The State Bank of Pakistan's (SBP) foreign currency reserves fell to their lowest level in almost three years at $7.83 billion as of August 5 from $8.385 billion a week earlier on debt payments, data from the central bank showed.
The foreign reserves held by the State Bank of Pakistan dropped by $555 million or 6.6 percent on a weekly basis due to increased debt payments and a lack of external financing, The News reported.
The central bank's data showed reserves plunged to their lowest level since October 2019.
Pakistan's total liquid foreign reserves fell by $648 million or 4.6 percent to $13.561 billion and those of commercial banks dropped 1.6 percent to $5.730 billion.

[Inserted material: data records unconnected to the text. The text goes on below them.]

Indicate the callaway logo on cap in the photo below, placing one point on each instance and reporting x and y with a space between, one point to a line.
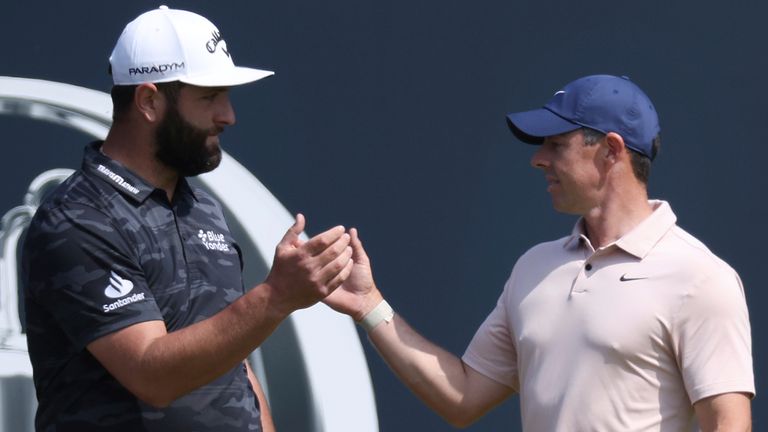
165 45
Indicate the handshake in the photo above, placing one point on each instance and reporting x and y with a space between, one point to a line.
331 267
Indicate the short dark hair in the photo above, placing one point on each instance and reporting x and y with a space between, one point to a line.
641 164
122 96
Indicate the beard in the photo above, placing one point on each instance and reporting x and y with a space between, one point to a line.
183 147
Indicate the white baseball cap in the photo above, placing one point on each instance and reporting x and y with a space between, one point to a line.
175 45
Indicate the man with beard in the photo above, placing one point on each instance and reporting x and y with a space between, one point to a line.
137 317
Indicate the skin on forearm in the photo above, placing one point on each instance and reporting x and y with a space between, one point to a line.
727 412
267 424
439 378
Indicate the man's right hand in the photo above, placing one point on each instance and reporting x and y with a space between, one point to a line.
358 295
304 273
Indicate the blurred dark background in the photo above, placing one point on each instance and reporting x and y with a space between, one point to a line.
389 116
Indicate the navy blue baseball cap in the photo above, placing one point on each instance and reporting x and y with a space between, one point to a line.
605 103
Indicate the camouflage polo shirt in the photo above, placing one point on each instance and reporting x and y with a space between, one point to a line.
105 251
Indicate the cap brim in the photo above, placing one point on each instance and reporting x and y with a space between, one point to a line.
533 126
232 77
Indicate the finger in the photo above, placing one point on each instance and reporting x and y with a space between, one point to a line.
319 243
341 277
330 271
332 252
359 254
291 236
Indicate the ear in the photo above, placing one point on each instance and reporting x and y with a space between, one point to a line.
149 102
615 149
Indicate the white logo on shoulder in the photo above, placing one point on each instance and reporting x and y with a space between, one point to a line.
117 289
117 179
213 240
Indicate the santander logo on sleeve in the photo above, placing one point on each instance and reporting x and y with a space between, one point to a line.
118 288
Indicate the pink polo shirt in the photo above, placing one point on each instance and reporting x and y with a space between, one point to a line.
623 338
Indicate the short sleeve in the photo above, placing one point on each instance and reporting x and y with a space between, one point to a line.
492 350
712 337
83 272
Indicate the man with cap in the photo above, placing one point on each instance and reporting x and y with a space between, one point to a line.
626 324
137 317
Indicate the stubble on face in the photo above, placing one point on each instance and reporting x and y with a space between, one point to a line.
184 147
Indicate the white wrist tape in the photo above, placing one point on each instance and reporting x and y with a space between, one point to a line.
382 312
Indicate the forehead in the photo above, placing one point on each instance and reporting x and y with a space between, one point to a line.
197 90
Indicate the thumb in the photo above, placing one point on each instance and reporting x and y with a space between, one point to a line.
358 252
291 236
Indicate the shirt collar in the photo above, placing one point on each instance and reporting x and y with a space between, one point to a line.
641 239
121 178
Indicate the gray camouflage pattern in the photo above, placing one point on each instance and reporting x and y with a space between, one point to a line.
106 251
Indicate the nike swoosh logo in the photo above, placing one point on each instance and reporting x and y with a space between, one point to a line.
624 278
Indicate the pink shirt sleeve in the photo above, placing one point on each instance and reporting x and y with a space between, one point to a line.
711 335
492 350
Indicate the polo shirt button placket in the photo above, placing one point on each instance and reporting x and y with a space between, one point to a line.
579 283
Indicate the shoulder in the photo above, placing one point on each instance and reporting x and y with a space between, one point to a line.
548 251
693 257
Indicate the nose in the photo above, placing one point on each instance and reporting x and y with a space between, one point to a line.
225 113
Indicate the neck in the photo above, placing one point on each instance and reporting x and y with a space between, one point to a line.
616 215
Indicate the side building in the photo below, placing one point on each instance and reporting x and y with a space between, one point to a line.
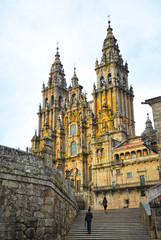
94 143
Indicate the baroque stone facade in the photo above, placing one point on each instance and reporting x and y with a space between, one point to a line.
94 143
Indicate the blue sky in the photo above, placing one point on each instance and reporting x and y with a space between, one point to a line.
29 31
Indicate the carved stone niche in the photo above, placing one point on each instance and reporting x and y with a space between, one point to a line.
149 136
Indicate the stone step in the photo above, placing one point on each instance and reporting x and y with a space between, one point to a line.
116 224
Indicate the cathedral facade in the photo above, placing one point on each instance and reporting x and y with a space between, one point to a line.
94 143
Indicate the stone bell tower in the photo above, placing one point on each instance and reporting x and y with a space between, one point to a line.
113 99
52 103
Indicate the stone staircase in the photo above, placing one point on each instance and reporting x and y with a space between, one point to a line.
116 224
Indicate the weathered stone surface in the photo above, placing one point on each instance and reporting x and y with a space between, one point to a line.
30 201
30 233
33 222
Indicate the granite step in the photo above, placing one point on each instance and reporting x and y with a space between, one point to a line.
116 224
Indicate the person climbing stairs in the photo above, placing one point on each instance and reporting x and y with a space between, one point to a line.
117 224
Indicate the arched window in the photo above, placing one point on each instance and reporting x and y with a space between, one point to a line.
52 100
124 81
101 81
46 102
90 173
58 154
60 101
145 152
73 129
127 155
66 120
133 154
89 146
73 148
109 78
73 97
118 77
117 157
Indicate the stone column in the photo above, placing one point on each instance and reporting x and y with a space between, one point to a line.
47 151
155 103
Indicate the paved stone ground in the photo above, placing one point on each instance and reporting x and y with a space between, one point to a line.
117 224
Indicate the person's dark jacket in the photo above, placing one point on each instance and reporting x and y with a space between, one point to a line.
88 217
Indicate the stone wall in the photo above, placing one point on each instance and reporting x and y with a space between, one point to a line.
35 201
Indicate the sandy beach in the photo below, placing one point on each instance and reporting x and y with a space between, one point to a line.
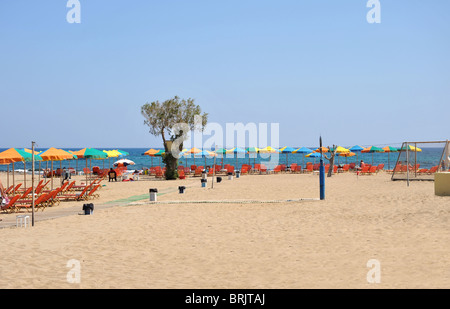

The reserves available with the SBP are enough to cover a little over a month's imports.
The SBP, in a statement, said the reduction in the reverse was due to external debt payments.
"Debt repayments are expected to moderate during the next three weeks of this month," the central bank said. "In fact, around three-fourths of debt servicing for the month of August was concentrated during the first week."
The latest forex reserves numbers came as the country is facing dried external funding with the reserves depleting fast amid a stalled $6 billion International Monetary Fund program, The News reported.
However, analysts see the resumption of the IMF program and the expected lower current account deficit amid falling imports to help shore up dwindling foreign reserves.